Janik Leslie J, Forrester Sean T, Soriano-Disla José M, Kirby Jason K, McLaughlin Michael J, Reimann Clemens
Contaminant Chemistry and Ecotoxicology Program, Sustainable Agriculture Flagship Program, Waite Campus, CSIRO Land and Water, South Australia, Australia.
Environ Toxicol Chem. 2015 Feb;34(2):224-34. doi: 10.1002/etc.2736. Epub 2014 Nov 7.
Partial least squares regression (PLSR) models, using mid-infrared (MIR) diffuse reflectance Fourier-transformed (DRIFT) spectra, were used to predict distribution coefficient (Kd) values for selected added soluble metal cations (Ag(+), Co(2+), Cu(2+), Mn(2+), Ni(2+), Pb(2+), Sn(4+), and Zn(2+)) in 4813 soils of the Geochemical Mapping of Agricultural Soils (GEMAS) program. For the development of the PLSR models, approximately 500 representative soils were selected based on the spectra, and Kd values were determined using a single-point soluble metal or radioactive isotope spike. The optimum models, using a combination of MIR-DRIFT spectra and soil pH, resulted in good predictions for log Kd+1 for Co, Mn, Ni, Pb, and Zn (R(2) ≥ 0.83) but poor predictions for Ag, Cu, and Sn (R(2) < 0.50). These models were applied to the prediction of log Kd+1 values in the remaining 4313 unknown soils. The PLSR models provide a rapid and inexpensive tool to assess the mobility and potential availability of selected metallic cations in European soils. Further model development and validation will be needed to enable the prediction of log K(d+1) values in soils worldwide with different soil types and properties not covered in the existing model.

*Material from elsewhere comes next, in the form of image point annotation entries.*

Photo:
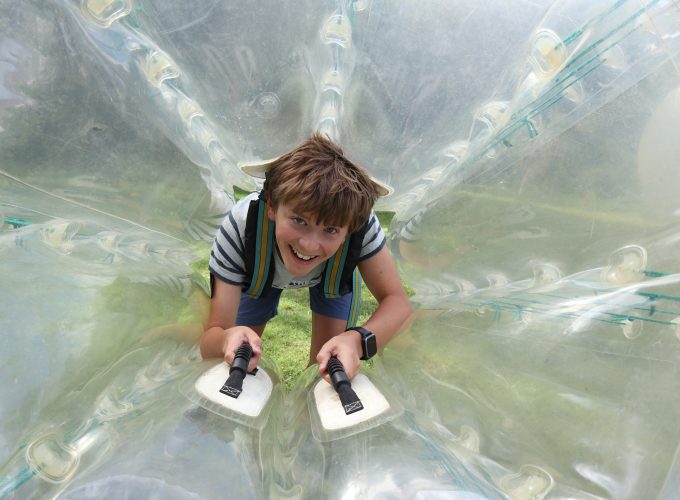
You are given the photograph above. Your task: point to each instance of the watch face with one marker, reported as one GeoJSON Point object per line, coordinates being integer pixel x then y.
{"type": "Point", "coordinates": [371, 346]}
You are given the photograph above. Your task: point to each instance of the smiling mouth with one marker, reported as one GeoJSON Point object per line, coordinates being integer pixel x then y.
{"type": "Point", "coordinates": [301, 256]}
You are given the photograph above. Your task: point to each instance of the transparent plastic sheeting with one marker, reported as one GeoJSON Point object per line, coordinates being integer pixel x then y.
{"type": "Point", "coordinates": [532, 148]}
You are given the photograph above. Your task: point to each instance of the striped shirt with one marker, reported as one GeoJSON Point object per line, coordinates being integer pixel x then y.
{"type": "Point", "coordinates": [227, 262]}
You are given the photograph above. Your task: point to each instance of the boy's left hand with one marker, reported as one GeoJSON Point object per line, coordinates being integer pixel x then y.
{"type": "Point", "coordinates": [347, 348]}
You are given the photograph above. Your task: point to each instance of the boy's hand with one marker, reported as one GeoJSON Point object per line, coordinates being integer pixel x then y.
{"type": "Point", "coordinates": [347, 348]}
{"type": "Point", "coordinates": [235, 337]}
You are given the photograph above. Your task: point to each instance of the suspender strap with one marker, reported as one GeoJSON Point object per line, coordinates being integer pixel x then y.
{"type": "Point", "coordinates": [264, 238]}
{"type": "Point", "coordinates": [353, 317]}
{"type": "Point", "coordinates": [334, 271]}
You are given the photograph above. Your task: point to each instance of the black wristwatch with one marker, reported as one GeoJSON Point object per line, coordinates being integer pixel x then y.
{"type": "Point", "coordinates": [368, 344]}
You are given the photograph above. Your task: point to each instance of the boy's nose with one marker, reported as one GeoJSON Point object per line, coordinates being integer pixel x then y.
{"type": "Point", "coordinates": [309, 244]}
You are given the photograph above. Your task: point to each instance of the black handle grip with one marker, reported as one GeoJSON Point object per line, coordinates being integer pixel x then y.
{"type": "Point", "coordinates": [349, 399]}
{"type": "Point", "coordinates": [242, 358]}
{"type": "Point", "coordinates": [237, 372]}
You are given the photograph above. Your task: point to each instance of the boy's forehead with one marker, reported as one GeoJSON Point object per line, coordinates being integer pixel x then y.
{"type": "Point", "coordinates": [311, 216]}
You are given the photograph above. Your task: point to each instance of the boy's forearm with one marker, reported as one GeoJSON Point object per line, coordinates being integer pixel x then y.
{"type": "Point", "coordinates": [212, 342]}
{"type": "Point", "coordinates": [388, 318]}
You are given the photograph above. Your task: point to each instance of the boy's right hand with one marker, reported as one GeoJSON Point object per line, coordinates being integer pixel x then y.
{"type": "Point", "coordinates": [235, 337]}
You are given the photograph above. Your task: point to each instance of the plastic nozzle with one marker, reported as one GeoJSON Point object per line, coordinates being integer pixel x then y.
{"type": "Point", "coordinates": [349, 399]}
{"type": "Point", "coordinates": [237, 372]}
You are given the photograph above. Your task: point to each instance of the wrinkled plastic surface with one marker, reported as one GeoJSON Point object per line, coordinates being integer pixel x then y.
{"type": "Point", "coordinates": [533, 151]}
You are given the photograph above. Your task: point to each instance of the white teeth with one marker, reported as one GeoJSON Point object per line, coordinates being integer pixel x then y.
{"type": "Point", "coordinates": [301, 256]}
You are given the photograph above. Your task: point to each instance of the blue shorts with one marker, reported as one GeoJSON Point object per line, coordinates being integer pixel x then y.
{"type": "Point", "coordinates": [254, 312]}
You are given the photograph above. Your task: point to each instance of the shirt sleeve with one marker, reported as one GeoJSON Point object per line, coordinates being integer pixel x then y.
{"type": "Point", "coordinates": [374, 238]}
{"type": "Point", "coordinates": [226, 258]}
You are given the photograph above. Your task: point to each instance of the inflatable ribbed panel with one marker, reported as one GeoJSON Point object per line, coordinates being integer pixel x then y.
{"type": "Point", "coordinates": [534, 155]}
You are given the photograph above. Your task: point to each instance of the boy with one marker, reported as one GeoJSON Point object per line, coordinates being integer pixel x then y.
{"type": "Point", "coordinates": [311, 226]}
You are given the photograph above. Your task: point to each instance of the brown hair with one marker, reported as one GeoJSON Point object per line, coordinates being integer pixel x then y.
{"type": "Point", "coordinates": [316, 178]}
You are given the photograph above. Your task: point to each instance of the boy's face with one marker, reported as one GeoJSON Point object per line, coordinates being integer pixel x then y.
{"type": "Point", "coordinates": [303, 244]}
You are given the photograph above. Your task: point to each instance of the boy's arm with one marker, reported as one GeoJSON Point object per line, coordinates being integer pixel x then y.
{"type": "Point", "coordinates": [382, 279]}
{"type": "Point", "coordinates": [220, 337]}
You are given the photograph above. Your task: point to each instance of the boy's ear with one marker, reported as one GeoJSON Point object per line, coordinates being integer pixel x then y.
{"type": "Point", "coordinates": [271, 213]}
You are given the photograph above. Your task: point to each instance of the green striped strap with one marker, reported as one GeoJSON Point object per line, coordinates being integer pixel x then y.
{"type": "Point", "coordinates": [263, 251]}
{"type": "Point", "coordinates": [334, 268]}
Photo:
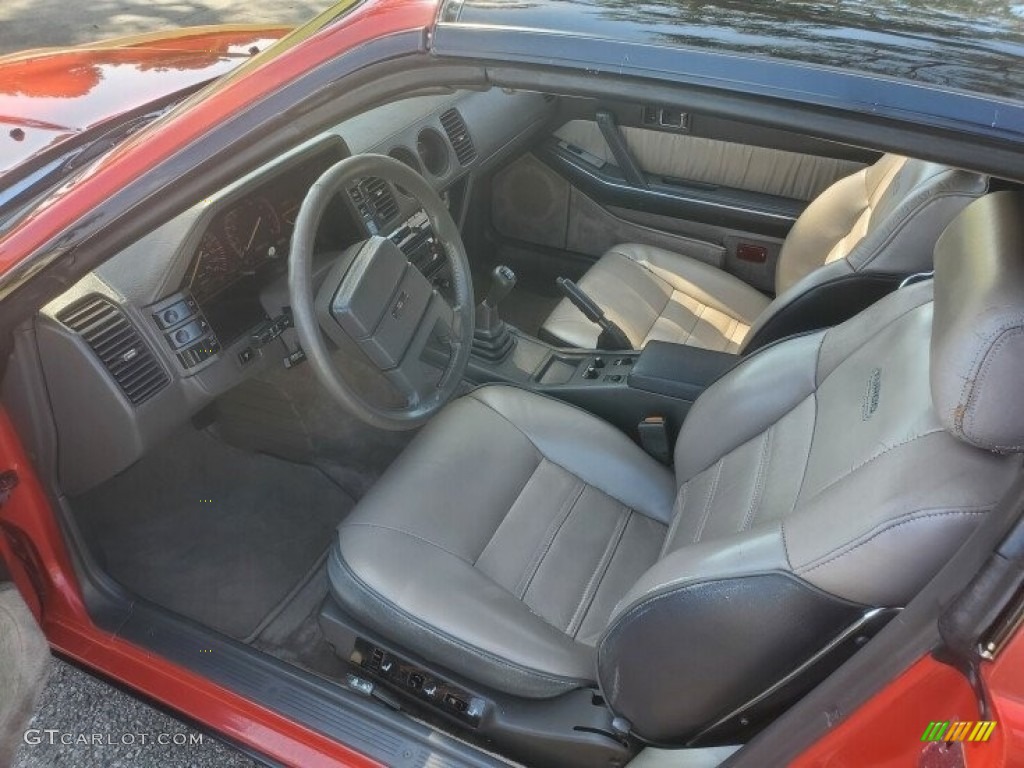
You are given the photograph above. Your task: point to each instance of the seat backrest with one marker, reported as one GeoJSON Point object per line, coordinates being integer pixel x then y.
{"type": "Point", "coordinates": [863, 233]}
{"type": "Point", "coordinates": [827, 475]}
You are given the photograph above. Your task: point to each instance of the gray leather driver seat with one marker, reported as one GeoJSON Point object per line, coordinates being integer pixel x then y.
{"type": "Point", "coordinates": [531, 548]}
{"type": "Point", "coordinates": [880, 222]}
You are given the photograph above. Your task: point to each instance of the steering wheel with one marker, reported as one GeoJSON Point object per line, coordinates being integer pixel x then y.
{"type": "Point", "coordinates": [373, 300]}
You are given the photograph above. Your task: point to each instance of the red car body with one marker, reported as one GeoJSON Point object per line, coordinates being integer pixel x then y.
{"type": "Point", "coordinates": [48, 97]}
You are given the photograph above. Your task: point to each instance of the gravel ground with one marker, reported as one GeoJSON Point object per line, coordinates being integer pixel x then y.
{"type": "Point", "coordinates": [77, 711]}
{"type": "Point", "coordinates": [73, 701]}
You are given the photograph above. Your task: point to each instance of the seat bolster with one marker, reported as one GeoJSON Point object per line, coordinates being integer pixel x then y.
{"type": "Point", "coordinates": [640, 287]}
{"type": "Point", "coordinates": [759, 550]}
{"type": "Point", "coordinates": [978, 334]}
{"type": "Point", "coordinates": [451, 613]}
{"type": "Point", "coordinates": [709, 285]}
{"type": "Point", "coordinates": [589, 448]}
{"type": "Point", "coordinates": [688, 624]}
{"type": "Point", "coordinates": [745, 401]}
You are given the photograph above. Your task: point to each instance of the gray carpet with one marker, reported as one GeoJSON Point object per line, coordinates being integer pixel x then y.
{"type": "Point", "coordinates": [218, 535]}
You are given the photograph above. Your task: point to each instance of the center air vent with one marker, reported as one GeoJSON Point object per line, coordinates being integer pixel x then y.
{"type": "Point", "coordinates": [375, 202]}
{"type": "Point", "coordinates": [462, 142]}
{"type": "Point", "coordinates": [119, 346]}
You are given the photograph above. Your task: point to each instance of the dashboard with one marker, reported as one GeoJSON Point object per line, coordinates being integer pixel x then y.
{"type": "Point", "coordinates": [245, 245]}
{"type": "Point", "coordinates": [201, 303]}
{"type": "Point", "coordinates": [252, 235]}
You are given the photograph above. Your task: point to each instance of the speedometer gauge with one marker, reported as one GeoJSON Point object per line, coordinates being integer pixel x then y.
{"type": "Point", "coordinates": [253, 230]}
{"type": "Point", "coordinates": [212, 269]}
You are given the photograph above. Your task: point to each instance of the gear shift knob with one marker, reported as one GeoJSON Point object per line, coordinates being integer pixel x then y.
{"type": "Point", "coordinates": [502, 283]}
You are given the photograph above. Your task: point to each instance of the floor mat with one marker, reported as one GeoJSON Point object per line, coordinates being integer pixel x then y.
{"type": "Point", "coordinates": [294, 634]}
{"type": "Point", "coordinates": [213, 532]}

利用中红外(MIR)漫反射傅里叶变换(DRIFT)光谱的偏最小二乘回归(PLSR)模型,用于预测农业土壤地球化学填图(GEMAS)计划的4813个土壤中选定添加的可溶性金属阳离子(Ag⁺、Co²⁺、Cu²⁺、Mn²⁺、Ni²⁺、Pb²⁺、Sn⁴⁺和Zn²⁺)的分配系数(Kd)值。为了建立PLSR模型,根据光谱选择了约500个代表性土壤,并使用单点可溶性金属或放射性同位素加标法测定Kd值。使用MIR-DRIFT光谱和土壤pH值相结合的最佳模型对Co、Mn、Ni、Pb和Zn的log Kd +1预测效果良好(R²≥0.83),但对Ag、Cu和Sn的预测效果较差(R²<0.50)。这些模型被应用于预测其余4313个未知土壤中的log Kd +1值。PLSR模型提供了一种快速且廉价的工具来评估欧洲土壤中选定金属阳离子的迁移性和潜在有效性。需要进一步开展模型开发和验证工作,以便能够预测现有模型未涵盖的具有不同土壤类型和性质的全球土壤中的log K(d +1)值。